Pourtant, pour parler du dernier casus belli entre le Mali et ses voisins algérien et mauritanien, un diplomate dans la capitale malienne commente : « Bamako ne convainc pas en tentant de dissocier la libération des quatre salafistes de l’affaire Camatte ». « Depuis 2005 nous avons arrêté une trentaine de terroristes présumés », se défend le Mali. En avril 2002 en effet, de source militaire, un accrochage a lieu entre Aqmi et l’armée malienne. Et en 2006, avec l’appui américain, et sous les applaudissements d’Alger, les forces de sécurité malienne traquent Belmokhtar. Celui-ci devra son salut à la chance et l’embuscade à laquelle il échappe tue plusieurs de ses hommes. En 2009, au moins deux affrontements au bilan élevé de part et d’autre ont lieu entre Aqmi et l’armée malienne, rappelle Bamako.

Selon un analyste, le problème est que ses voisins ne veulent pas réaliser le fait que seul le Mali a à surveiller près de cinq mille kilomètres de frontière. Car c’est bien cela la longueur totale des frontières de ce pays avec l’Algérie, (1373 km), la Mauritanie (2237 km) et le Niger (821 km). En comparaison, entre « l’Algérie qui est l’épicentre salafiste et la Mauritanie il n’y a que 463 km ». Soit ! Mais comment expliquer que les jihadistes n’aient pas pu s’installer au Niger qui partage tout de même 962 km avec l’Algérie? Il est vrai, poursuit l’analyste, que le Niger de Tandja a souvent croisé le fer avec eux mais en vérité, ceux-ci « ne s’installent que là où il y a une communauté arabe forte et de bonnes cachettes ». Pour lui, seul le Mali réunit ces conditions. Quid de l’hypothèse d’un pacte tacite de non agression entre Aqmi et son hôte malien ? Et des rumeurs que les services d’intelligence des pays occidentaux convaincus de sa mauvaise foi ne veulent pas coopérer avec leur homologue malien ? « Faux et archifaux. La coopération, à ce niveau, ne fait pas défaut.

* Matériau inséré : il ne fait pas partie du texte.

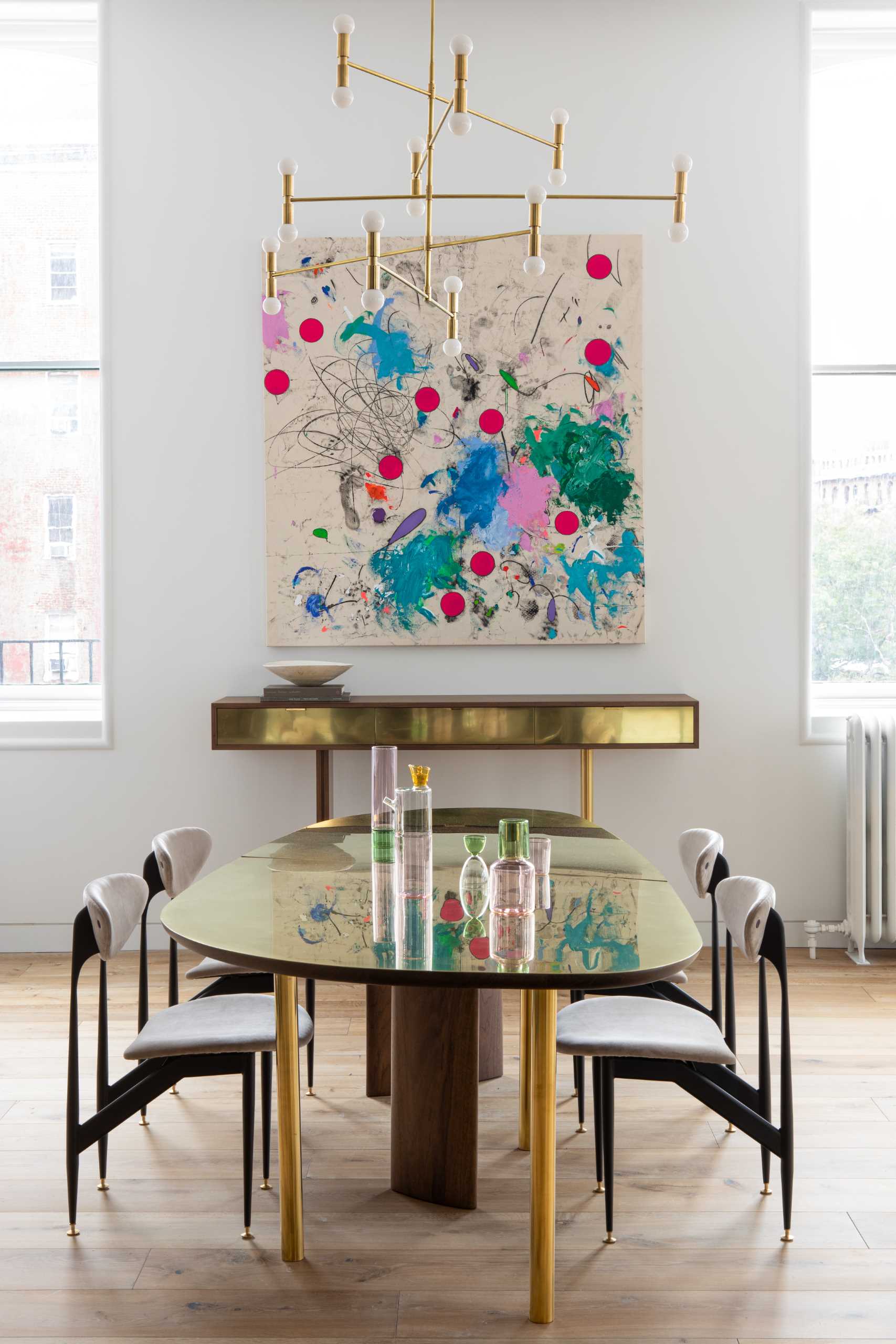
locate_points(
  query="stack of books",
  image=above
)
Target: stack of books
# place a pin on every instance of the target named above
(307, 694)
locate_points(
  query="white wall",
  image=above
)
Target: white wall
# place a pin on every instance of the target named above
(208, 94)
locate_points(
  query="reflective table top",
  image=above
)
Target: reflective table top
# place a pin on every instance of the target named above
(315, 905)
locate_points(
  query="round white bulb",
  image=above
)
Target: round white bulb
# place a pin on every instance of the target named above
(373, 222)
(373, 300)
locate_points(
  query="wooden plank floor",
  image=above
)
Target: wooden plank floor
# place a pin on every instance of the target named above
(698, 1256)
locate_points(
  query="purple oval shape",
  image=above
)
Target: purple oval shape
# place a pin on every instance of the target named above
(407, 524)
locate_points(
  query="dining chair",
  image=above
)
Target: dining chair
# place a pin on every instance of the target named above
(657, 1040)
(201, 1038)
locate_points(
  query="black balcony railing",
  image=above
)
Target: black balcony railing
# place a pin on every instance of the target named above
(53, 663)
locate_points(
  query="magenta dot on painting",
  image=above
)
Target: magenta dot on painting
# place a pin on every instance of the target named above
(598, 267)
(483, 563)
(566, 522)
(491, 423)
(311, 330)
(598, 351)
(392, 467)
(453, 604)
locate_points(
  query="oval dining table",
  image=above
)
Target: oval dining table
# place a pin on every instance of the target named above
(313, 905)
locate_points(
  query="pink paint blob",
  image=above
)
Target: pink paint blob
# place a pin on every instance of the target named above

Avec le Ghana, nous sommes le seul pays ouest-africain à avoir reçu la visite du Directeur de la CIA, le Général Michael Hayden venu, le 18 janvier 2008 féliciter ATT des efforts maliens dans le cadre de la lutte anti terroriste ». Il est vrai, c’était en 2008. En 2010, le narcotrafic mené à une échelle sans précédent complique les enjeux de l’espace sahélo-saharien. ATT sait que son pays n’a plus droit à l’erreur qui, le 5 mars dernier, a dévoilé la nouvelle stratégie malienne d’éradication du terrorisme et du narcotrafic devant le Conseil supérieur de la Défense. Le plan à plusieurs volets se veut radical : éviter que le Mali soit au « narco-terrorisme » ce que Médine fut à l’Islam. Dix jours plus tard, à Alger, les ministres des pays riverains de cet espace -sans le Maroc- allaient renouveler leur détermination à enrayer la tumeur Aqmi. Reste à voir si celle-ci n’a pas métastasé.